Ce renouvellement des regards provoque la découverte d’affinités jusqu’alors inédites. L’oeuvre villeneuvien est comparé à l’expressionnisme, au cubisme, au surréalisme, à l’art brut, aux totems amérindiens, aux toiles de Brueghel et de Pellan (Nixon, 1972; James, 1972; Kirkman et Hevitz, 1972; Boutin-Grégoire, 1972b; Bell, 1972; Dumas, 1972). Autre révélateur de l’énigme, ce rattachement de l’artiste à des tendances générales de l’histoire de l’art rehausse celui qui accède alors, « quelle que soit la place qui lui est ainsi assignée, à un statut nettement démarqué par rapport à la masse indifférenciée des faiseurs de tableaux » (Heinich, 1991, p. 41). Du même coup, l’association avec le Douanier Rousseau et avec Grandma Moses cède du terrain à de nouvelles références.
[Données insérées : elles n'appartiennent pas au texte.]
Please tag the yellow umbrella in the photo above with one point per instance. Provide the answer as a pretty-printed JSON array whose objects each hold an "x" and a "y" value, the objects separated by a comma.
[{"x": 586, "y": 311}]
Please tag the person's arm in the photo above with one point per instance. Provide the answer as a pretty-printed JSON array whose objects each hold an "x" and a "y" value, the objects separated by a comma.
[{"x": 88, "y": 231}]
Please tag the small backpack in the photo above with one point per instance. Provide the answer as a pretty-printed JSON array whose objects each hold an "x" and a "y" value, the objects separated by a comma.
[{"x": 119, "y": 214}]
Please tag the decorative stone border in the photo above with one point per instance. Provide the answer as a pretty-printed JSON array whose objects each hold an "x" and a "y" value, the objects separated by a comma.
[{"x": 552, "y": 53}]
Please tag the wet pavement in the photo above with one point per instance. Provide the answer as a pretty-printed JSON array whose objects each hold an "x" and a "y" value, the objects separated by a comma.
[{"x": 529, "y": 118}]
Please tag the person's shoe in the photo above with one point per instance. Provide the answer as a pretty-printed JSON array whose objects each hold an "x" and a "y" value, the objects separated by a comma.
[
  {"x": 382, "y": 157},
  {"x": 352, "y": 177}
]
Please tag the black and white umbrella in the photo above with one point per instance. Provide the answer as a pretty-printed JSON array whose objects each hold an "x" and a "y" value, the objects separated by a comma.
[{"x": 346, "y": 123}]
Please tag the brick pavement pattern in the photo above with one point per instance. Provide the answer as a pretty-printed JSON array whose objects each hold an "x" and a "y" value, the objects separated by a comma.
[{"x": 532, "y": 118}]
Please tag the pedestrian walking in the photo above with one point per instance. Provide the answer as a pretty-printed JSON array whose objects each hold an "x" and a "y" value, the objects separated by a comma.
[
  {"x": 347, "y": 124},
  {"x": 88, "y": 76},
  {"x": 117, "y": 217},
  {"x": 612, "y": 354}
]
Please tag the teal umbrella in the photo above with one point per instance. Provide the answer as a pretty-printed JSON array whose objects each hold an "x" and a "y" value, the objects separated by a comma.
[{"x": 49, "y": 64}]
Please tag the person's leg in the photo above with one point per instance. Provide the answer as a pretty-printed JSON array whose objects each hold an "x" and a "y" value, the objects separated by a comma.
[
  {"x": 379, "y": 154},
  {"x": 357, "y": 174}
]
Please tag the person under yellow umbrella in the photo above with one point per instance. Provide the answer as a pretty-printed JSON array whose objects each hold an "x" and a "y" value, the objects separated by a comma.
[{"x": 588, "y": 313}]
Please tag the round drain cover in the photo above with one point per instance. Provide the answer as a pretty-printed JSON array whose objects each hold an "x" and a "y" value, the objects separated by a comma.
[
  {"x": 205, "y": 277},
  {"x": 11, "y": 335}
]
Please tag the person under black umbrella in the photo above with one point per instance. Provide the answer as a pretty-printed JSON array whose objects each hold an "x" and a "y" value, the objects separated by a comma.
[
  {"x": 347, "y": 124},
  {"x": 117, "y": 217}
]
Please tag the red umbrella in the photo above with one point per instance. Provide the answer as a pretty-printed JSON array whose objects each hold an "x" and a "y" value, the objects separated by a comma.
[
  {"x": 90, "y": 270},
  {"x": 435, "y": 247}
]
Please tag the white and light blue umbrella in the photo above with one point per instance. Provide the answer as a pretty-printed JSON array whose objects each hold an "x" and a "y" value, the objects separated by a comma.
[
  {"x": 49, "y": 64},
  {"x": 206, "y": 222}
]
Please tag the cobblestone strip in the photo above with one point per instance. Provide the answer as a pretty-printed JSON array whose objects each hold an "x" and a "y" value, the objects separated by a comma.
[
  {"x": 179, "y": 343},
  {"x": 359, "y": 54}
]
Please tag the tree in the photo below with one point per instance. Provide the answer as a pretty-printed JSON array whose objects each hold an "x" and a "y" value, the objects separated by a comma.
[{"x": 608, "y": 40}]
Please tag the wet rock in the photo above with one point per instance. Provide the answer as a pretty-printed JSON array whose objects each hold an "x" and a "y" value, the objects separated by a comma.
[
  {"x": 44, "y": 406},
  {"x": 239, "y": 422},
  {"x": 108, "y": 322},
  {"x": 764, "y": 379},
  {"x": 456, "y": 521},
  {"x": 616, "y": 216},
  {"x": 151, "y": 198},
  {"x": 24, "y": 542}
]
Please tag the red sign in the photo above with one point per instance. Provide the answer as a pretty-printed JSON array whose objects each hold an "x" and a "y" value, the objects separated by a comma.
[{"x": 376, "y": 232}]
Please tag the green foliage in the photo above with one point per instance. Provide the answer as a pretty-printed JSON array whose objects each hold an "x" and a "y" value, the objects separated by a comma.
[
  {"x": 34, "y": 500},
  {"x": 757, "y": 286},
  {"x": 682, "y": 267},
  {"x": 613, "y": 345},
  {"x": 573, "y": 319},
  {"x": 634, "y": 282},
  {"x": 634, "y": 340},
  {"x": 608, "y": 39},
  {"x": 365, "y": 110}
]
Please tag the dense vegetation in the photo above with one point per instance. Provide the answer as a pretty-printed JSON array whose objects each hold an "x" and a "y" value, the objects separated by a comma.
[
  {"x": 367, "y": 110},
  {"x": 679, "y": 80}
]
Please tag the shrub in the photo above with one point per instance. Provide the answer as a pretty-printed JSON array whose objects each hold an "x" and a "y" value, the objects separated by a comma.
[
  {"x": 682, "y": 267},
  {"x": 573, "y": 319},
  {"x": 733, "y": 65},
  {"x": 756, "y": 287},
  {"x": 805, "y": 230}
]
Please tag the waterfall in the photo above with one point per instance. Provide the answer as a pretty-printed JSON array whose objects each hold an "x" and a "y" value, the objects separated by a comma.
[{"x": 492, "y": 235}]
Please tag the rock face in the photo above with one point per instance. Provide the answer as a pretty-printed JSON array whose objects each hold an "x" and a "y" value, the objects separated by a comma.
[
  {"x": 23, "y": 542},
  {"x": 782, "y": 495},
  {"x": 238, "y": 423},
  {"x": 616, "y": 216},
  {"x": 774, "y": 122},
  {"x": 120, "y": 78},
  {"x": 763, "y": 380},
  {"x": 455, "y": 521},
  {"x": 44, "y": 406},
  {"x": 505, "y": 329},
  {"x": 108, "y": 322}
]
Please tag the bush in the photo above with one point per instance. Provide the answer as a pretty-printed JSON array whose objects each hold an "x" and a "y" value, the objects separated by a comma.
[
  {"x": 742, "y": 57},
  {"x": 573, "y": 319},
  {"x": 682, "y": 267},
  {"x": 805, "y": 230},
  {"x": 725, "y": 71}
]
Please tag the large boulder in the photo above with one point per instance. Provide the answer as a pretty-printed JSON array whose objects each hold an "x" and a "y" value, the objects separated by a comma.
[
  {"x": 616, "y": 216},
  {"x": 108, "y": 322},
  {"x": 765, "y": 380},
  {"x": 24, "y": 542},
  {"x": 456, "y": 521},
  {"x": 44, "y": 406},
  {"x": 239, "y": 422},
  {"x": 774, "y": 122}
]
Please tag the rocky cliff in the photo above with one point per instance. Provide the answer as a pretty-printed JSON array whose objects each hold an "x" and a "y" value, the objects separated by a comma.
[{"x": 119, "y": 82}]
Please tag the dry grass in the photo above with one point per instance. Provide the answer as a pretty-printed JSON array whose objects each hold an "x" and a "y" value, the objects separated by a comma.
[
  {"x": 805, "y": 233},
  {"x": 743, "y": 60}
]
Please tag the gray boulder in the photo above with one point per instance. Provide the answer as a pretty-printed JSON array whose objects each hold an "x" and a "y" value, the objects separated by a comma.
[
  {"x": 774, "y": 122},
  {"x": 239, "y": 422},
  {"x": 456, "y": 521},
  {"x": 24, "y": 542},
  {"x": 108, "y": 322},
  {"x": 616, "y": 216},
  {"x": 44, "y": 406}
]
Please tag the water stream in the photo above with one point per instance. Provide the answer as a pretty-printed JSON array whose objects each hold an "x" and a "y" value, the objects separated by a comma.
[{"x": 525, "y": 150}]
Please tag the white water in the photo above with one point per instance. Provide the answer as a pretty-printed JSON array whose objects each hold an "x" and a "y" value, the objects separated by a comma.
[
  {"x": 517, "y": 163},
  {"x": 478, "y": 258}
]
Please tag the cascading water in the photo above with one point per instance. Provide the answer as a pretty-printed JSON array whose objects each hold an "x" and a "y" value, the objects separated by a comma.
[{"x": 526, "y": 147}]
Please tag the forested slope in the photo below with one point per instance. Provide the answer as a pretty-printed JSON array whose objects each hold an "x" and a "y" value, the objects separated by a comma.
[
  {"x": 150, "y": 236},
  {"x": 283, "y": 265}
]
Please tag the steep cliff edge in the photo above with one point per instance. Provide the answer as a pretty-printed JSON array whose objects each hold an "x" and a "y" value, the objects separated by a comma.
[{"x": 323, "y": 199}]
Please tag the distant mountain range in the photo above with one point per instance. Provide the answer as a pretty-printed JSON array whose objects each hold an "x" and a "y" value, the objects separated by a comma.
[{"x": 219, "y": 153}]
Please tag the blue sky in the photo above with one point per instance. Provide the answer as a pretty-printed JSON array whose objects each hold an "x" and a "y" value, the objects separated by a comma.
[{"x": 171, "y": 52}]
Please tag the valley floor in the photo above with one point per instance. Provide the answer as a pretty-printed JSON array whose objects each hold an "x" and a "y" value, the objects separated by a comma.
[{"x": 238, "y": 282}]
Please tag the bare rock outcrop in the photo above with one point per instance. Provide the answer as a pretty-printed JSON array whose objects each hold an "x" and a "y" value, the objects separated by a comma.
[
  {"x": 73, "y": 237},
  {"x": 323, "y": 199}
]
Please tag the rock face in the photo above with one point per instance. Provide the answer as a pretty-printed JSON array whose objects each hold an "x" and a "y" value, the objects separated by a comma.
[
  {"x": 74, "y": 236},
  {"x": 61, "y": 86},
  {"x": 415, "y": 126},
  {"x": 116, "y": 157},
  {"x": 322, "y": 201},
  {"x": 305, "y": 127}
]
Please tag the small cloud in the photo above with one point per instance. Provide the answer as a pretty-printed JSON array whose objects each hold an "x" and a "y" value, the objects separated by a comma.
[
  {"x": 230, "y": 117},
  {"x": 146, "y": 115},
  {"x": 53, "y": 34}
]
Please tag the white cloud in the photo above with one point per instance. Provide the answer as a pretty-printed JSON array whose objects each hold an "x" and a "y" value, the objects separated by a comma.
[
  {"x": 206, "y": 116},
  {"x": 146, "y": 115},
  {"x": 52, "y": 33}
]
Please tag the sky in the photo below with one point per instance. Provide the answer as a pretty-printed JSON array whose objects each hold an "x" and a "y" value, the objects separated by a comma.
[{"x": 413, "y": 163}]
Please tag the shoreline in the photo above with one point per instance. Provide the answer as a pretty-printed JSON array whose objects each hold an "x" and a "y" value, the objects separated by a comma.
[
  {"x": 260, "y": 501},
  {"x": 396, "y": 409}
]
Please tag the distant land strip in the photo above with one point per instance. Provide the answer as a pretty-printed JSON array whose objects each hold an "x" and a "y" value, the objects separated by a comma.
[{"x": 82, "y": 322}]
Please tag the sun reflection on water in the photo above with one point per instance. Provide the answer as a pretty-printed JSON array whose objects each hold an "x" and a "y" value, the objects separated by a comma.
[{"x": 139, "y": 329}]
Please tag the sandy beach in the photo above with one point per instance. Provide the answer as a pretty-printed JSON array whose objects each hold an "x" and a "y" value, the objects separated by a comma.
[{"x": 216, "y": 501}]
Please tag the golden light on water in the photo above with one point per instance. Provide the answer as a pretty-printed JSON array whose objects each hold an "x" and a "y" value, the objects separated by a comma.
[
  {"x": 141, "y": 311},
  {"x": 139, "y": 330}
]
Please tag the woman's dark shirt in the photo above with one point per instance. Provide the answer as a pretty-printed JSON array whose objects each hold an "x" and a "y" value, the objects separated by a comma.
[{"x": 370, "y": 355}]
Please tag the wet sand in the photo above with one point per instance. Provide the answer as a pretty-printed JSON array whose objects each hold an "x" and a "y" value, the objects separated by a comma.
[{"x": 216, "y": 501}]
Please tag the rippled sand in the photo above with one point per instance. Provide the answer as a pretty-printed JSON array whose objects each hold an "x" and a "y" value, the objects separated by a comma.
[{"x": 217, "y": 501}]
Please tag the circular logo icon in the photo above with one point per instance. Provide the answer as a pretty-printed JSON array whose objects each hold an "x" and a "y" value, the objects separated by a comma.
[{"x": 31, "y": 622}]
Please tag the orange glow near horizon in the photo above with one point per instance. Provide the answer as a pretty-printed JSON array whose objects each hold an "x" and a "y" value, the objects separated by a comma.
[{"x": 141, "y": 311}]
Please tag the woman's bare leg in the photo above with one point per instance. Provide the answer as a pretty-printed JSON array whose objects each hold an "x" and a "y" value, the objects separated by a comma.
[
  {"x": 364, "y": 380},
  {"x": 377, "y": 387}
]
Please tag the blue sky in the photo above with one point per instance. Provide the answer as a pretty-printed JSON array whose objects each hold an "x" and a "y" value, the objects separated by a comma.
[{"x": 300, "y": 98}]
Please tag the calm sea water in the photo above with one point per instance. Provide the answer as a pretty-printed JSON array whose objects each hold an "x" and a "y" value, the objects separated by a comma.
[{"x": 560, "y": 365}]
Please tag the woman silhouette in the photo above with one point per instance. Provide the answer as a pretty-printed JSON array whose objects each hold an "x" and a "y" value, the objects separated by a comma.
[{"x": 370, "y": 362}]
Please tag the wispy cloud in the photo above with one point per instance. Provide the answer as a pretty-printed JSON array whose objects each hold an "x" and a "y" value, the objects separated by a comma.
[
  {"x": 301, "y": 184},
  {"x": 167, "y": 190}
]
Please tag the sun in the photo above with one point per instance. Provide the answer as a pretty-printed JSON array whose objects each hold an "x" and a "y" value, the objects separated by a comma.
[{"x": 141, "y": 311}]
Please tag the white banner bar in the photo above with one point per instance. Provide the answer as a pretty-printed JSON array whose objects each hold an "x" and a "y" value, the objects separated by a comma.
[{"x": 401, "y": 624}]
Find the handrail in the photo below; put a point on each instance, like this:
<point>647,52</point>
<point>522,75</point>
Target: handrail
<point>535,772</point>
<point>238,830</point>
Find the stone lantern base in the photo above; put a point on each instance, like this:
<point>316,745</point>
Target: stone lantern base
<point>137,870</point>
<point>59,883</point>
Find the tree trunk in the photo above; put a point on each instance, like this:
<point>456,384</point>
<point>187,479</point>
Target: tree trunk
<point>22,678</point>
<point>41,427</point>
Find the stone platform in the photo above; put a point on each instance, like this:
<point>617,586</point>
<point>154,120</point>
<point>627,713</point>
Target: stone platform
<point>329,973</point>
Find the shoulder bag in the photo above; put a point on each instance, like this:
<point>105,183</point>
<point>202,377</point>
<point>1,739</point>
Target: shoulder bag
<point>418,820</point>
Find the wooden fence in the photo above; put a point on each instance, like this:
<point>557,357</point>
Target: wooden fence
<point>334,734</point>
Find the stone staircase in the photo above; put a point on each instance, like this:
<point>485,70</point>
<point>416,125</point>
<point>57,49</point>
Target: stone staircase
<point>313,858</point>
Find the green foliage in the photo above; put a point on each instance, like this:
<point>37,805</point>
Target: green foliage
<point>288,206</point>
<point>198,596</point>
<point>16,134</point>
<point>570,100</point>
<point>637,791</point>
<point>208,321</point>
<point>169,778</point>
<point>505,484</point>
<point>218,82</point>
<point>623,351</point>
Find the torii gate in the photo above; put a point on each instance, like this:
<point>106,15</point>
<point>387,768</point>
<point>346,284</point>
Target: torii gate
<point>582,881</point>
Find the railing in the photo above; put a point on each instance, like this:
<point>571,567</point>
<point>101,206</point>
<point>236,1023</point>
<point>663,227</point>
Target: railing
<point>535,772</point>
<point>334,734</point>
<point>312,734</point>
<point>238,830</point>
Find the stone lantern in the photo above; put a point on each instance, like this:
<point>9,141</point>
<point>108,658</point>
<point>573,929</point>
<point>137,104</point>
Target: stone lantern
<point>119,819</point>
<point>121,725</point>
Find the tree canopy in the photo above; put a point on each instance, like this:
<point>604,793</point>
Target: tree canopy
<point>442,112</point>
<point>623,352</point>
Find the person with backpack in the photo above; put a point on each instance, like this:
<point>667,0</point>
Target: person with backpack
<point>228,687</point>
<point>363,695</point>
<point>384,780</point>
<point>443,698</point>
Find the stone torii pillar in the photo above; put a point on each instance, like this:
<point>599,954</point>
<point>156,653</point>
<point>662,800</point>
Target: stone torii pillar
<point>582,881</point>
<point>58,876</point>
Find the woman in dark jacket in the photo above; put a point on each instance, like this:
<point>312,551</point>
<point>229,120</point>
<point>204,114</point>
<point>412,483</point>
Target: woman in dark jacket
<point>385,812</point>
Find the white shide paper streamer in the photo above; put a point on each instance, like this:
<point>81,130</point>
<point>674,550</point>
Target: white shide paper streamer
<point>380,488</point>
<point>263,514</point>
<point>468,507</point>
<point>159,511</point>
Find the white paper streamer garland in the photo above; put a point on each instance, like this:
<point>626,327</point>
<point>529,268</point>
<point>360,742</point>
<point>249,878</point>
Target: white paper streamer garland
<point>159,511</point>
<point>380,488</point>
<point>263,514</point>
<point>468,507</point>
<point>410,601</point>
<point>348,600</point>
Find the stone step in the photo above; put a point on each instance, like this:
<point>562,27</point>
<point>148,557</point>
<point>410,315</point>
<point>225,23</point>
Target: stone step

Cette fois-ci, elles s’appuient sur des particularités uniquement stylistiques, indépendamment de déterminants sociologiques explicités par un surnom – le douanier, la mamie, le peintre-barbier... Non content de surmonter cette filiation qui avait légitimé Villeneuve dans ses premières années, les auteurs renient de plus en plus sa parenté avec les artistes naïfs ou primitifs; elle aurait été battue en brèche par son intégration professionnelle croissante. De plus, il semble que, utilisés à la fois en histoire de l’art et dans la langue courante, les termes soient frappés d’ambiguïté. Certains clament que Villeneuve est [traduction] « plus qu’un simple ‘’ primitif ‘’ » (Nixon, 1972), ou notent qu’il est « toujours » classé parmi les primitifs en dépit de son succès (Huguet, 1972). D’autres discréditent son rattachement à l’art naïf à cause des préjugés négatifs que le mot véhicule, tels l’absence de réflexion ou une simplicité niaise (Demers, 1972; Anonyme, 1972i). « Villeneuve est-il un peintre naïf? », demande Le Progrès Régional (Boutin-Grégoire, 1972f). « Villeneuve n’est pas un peintre naïf! », semble répondre Le Réveil (Tardif, 1972a). Le débat prend une tournure intellectuelle, notamment grâce à deux tables rondes organisées par le musée. Ni naïf, ni primitif, ni réductible aux diverses avant-gardes, l’artiste est, en somme, d’autant plus original qu’on le croit inclassable.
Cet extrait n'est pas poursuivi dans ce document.